Ecco perché il tema del comunismo costituisce l’ossatura del pensiero di Enzo Bettiza: dalle premesse giacobine fino ai nuovi totalitarismi e alle violenze di oggi, per lui è sempre al lavoro lo stesso virus; l’homo bolscevicus non muore, nonostante i vari travestimenti. Il mistero comunista si ripropone «lungo un rettilineo simile all’eternità. La sua storia può esistere soltanto come storia sacra».
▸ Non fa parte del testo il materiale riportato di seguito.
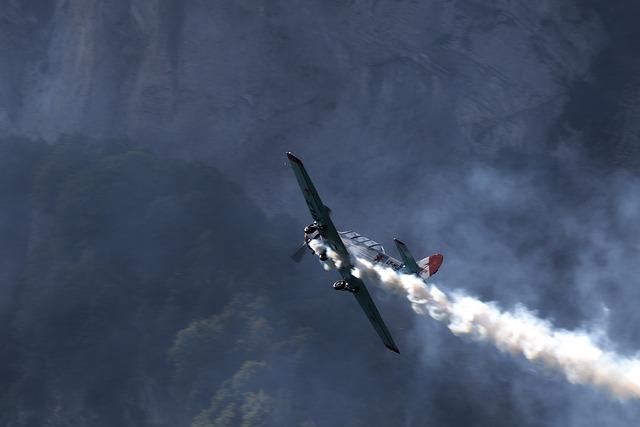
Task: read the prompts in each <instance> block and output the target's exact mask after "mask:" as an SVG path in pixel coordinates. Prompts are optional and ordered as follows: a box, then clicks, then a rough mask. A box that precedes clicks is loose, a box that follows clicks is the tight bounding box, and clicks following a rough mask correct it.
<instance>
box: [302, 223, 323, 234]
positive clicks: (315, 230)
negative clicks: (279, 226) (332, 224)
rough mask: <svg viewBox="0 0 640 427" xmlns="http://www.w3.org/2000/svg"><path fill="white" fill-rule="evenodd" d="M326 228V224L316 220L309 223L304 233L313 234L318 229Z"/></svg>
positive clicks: (307, 225)
mask: <svg viewBox="0 0 640 427" xmlns="http://www.w3.org/2000/svg"><path fill="white" fill-rule="evenodd" d="M324 229H325V227H324V225H321V224H318V223H317V222H315V221H314V222H313V223H311V224H309V225H307V226H306V227H305V228H304V234H313V233H315V232H316V231H320V230H324Z"/></svg>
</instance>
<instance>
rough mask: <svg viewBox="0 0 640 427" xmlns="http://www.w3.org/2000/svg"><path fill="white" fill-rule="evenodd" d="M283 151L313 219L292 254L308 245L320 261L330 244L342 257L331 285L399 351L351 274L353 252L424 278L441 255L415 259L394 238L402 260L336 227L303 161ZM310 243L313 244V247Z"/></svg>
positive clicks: (326, 254) (385, 265) (390, 334)
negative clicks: (357, 307) (291, 167)
mask: <svg viewBox="0 0 640 427" xmlns="http://www.w3.org/2000/svg"><path fill="white" fill-rule="evenodd" d="M286 154H287V158H288V159H289V164H290V165H291V167H292V168H293V172H294V174H295V176H296V180H297V181H298V185H299V186H300V190H301V191H302V194H303V196H304V199H305V201H306V203H307V207H308V208H309V212H311V216H312V217H313V223H311V224H309V225H308V226H306V227H305V228H304V243H303V244H302V246H300V247H299V248H298V249H297V250H296V251H295V252H294V253H293V255H292V256H291V258H293V260H294V261H296V262H299V261H300V260H301V259H302V256H303V255H304V254H305V253H306V252H308V250H307V249H311V252H313V253H314V254H315V255H317V256H318V258H320V260H321V261H327V260H328V259H329V257H328V255H327V250H326V249H323V248H331V249H332V250H333V251H335V252H336V254H337V256H338V257H339V259H340V261H341V262H340V263H338V265H337V266H336V268H337V269H338V271H339V272H340V275H341V276H342V279H341V280H338V281H337V282H335V283H334V284H333V289H335V290H336V291H346V292H349V293H351V294H353V295H354V296H355V298H356V300H357V301H358V303H359V304H360V307H361V308H362V310H363V311H364V313H365V314H366V316H367V318H368V319H369V322H371V325H372V326H373V328H374V329H375V330H376V332H377V333H378V335H379V336H380V339H382V342H383V343H384V345H385V347H387V348H388V349H389V350H391V351H394V352H396V353H400V350H399V349H398V346H397V345H396V344H395V342H394V341H393V337H392V336H391V333H390V332H389V329H387V326H386V325H385V323H384V321H383V320H382V316H381V315H380V312H379V311H378V309H377V308H376V305H375V304H374V302H373V300H372V299H371V295H369V291H367V287H366V286H365V285H364V282H363V281H362V280H361V279H360V278H358V277H355V276H354V275H353V274H352V269H353V267H354V265H353V260H352V256H353V257H359V258H363V259H365V260H367V261H369V262H371V263H373V264H379V265H382V266H385V267H389V268H392V269H393V270H395V271H398V272H399V273H404V274H415V275H417V276H419V277H421V278H423V279H426V278H428V277H430V276H433V275H434V274H436V272H437V271H438V269H439V268H440V266H441V265H442V261H443V259H444V258H443V256H442V255H441V254H433V255H431V256H428V257H426V258H424V259H421V260H420V261H417V262H416V260H415V258H414V257H413V255H411V253H410V252H409V249H408V248H407V246H406V245H405V244H404V243H403V242H401V241H400V240H398V239H394V241H395V243H396V246H397V248H398V252H399V253H400V257H401V258H402V262H401V261H399V260H397V259H395V258H393V257H391V256H389V255H387V254H386V253H385V251H384V248H383V247H382V245H380V244H379V243H377V242H374V241H373V240H371V239H369V238H367V237H364V236H361V235H360V234H358V233H356V232H354V231H338V230H337V229H336V227H335V225H334V224H333V222H332V221H331V218H330V216H329V214H330V213H331V210H330V209H329V208H328V207H327V206H326V205H325V204H324V203H323V202H322V200H321V199H320V196H319V195H318V192H317V191H316V188H315V186H314V185H313V182H311V178H310V177H309V174H307V171H306V169H305V167H304V165H303V164H302V161H301V160H300V159H299V158H297V157H296V156H294V155H293V154H292V153H291V152H288V153H286ZM316 239H318V242H321V243H322V244H321V245H311V242H312V241H314V240H316ZM312 246H315V247H316V250H314V248H313V247H312Z"/></svg>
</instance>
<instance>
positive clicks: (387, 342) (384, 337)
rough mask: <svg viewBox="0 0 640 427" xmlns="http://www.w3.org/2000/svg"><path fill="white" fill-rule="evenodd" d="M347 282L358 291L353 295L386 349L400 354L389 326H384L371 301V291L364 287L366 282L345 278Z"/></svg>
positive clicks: (361, 280) (372, 302)
mask: <svg viewBox="0 0 640 427" xmlns="http://www.w3.org/2000/svg"><path fill="white" fill-rule="evenodd" d="M345 280H347V281H348V282H349V284H350V285H351V286H353V287H354V288H355V289H356V290H357V292H355V293H354V294H353V295H354V296H355V297H356V300H358V304H360V307H361V308H362V311H364V314H366V315H367V318H368V319H369V322H371V325H372V326H373V328H374V329H375V330H376V332H377V333H378V336H379V337H380V339H381V340H382V342H383V343H384V345H385V347H387V348H388V349H389V350H391V351H395V352H396V353H400V350H399V349H398V346H396V343H395V342H393V337H392V336H391V333H390V332H389V329H387V325H385V324H384V321H383V320H382V316H380V312H379V311H378V309H377V308H376V305H375V304H374V303H373V299H371V295H369V291H367V287H366V286H365V285H364V282H363V281H362V280H360V279H358V278H357V277H354V276H350V277H349V278H348V279H346V278H345Z"/></svg>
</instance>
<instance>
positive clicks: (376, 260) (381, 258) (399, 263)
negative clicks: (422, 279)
mask: <svg viewBox="0 0 640 427" xmlns="http://www.w3.org/2000/svg"><path fill="white" fill-rule="evenodd" d="M340 238H341V239H342V242H343V243H344V245H345V246H346V247H347V250H348V251H349V253H351V254H352V255H353V256H355V257H358V258H362V259H365V260H367V261H369V262H371V263H373V264H380V265H384V266H386V267H389V268H392V269H394V270H400V269H401V268H402V263H401V262H400V261H398V260H397V259H395V258H393V257H390V256H389V255H387V254H385V253H383V252H380V251H377V250H375V249H373V248H371V247H368V246H366V245H363V244H361V243H360V242H357V241H355V240H353V239H349V238H345V237H344V236H340Z"/></svg>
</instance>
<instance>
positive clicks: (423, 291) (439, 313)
mask: <svg viewBox="0 0 640 427" xmlns="http://www.w3.org/2000/svg"><path fill="white" fill-rule="evenodd" d="M316 244H317V247H318V248H320V247H322V249H323V250H326V253H327V255H328V256H329V260H330V262H327V263H325V264H327V265H326V268H329V267H333V266H336V265H341V264H342V261H341V260H340V259H339V256H338V254H337V253H336V252H335V251H333V250H331V249H330V248H327V247H326V246H325V245H324V244H323V243H320V242H316ZM314 250H315V249H314ZM354 261H355V268H354V269H353V271H352V274H353V275H354V276H356V277H360V278H363V279H371V280H372V281H373V282H375V283H377V284H379V285H380V286H381V287H382V288H384V289H386V290H388V291H392V292H394V293H397V294H401V295H404V296H405V297H406V298H407V299H408V300H409V301H410V303H411V308H412V309H413V311H414V312H415V313H416V314H419V315H429V316H430V317H432V318H434V319H436V320H438V321H440V322H443V323H444V324H446V325H447V327H448V328H449V330H450V331H451V332H452V333H454V334H455V335H458V336H463V335H464V336H469V337H471V338H473V339H475V340H479V341H490V342H492V343H493V344H494V345H495V346H496V347H497V348H498V349H500V350H501V351H505V352H509V353H511V354H522V355H523V356H524V357H525V358H527V359H528V360H529V361H532V362H541V363H544V364H545V365H546V366H549V367H551V368H554V369H557V370H560V371H561V372H563V373H564V375H565V376H566V378H567V380H568V381H570V382H571V383H575V384H591V385H594V386H596V387H600V388H603V389H607V390H609V391H610V392H611V393H613V394H614V395H615V396H617V397H619V398H640V359H638V358H628V357H623V356H620V355H618V354H616V353H615V352H613V351H607V350H605V349H603V348H602V347H601V346H599V345H598V342H604V343H606V337H604V336H602V334H596V333H593V332H589V331H586V330H576V331H568V330H564V329H558V328H554V326H553V325H552V324H551V323H550V322H549V321H547V320H544V319H540V318H539V317H537V316H536V315H535V313H533V312H531V311H530V310H528V309H527V308H526V307H524V306H518V307H516V308H515V309H514V310H513V311H502V310H500V308H499V307H498V306H497V305H496V304H495V303H491V302H489V303H485V302H482V301H480V300H478V299H477V298H474V297H471V296H468V295H466V294H465V293H464V292H461V291H455V292H452V293H451V294H450V295H447V294H445V293H444V292H443V291H441V290H440V289H438V288H437V287H436V286H435V285H433V284H426V283H425V282H423V280H422V279H420V278H419V277H417V276H414V275H407V274H401V273H398V272H396V271H394V270H392V269H390V268H387V267H381V266H379V265H374V264H372V263H370V262H368V261H366V260H363V259H360V258H355V259H354Z"/></svg>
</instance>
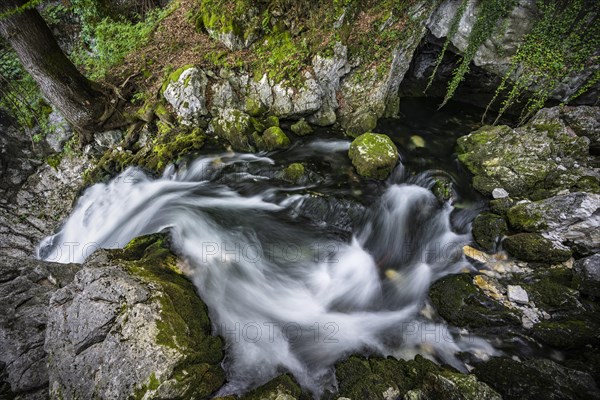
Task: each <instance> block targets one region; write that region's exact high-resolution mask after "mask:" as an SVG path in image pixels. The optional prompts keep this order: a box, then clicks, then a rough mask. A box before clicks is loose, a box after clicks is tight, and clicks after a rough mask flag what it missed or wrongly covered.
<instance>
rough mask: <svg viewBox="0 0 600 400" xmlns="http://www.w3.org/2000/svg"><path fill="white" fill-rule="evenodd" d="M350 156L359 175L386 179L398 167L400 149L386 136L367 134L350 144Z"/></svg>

È curioso che un pensatore come Enzo Bettiza, rigorosamente antimetafisico, sia stato attratto dallo studio del «comunismo come religione». Smascherata come fede falsa, eppure per tanti incrollabile. Probabilmente era proprio quel suo persistente nocciolo maligno – individuato già dall’amico GustawHerling – ad attrarlo e a risultargli insieme repellente. «No, per quanto mi sforzi non ci trovo niente da salvare», è stato il suo giudizio finale, lapidario sul comunismo. Condito da un lampo di sarcasmo dalmata: «Per qualcuno Mickey Mouse è di destra e Snoopy di sinistra. La vocazione al male: da Mao a Snoopy!».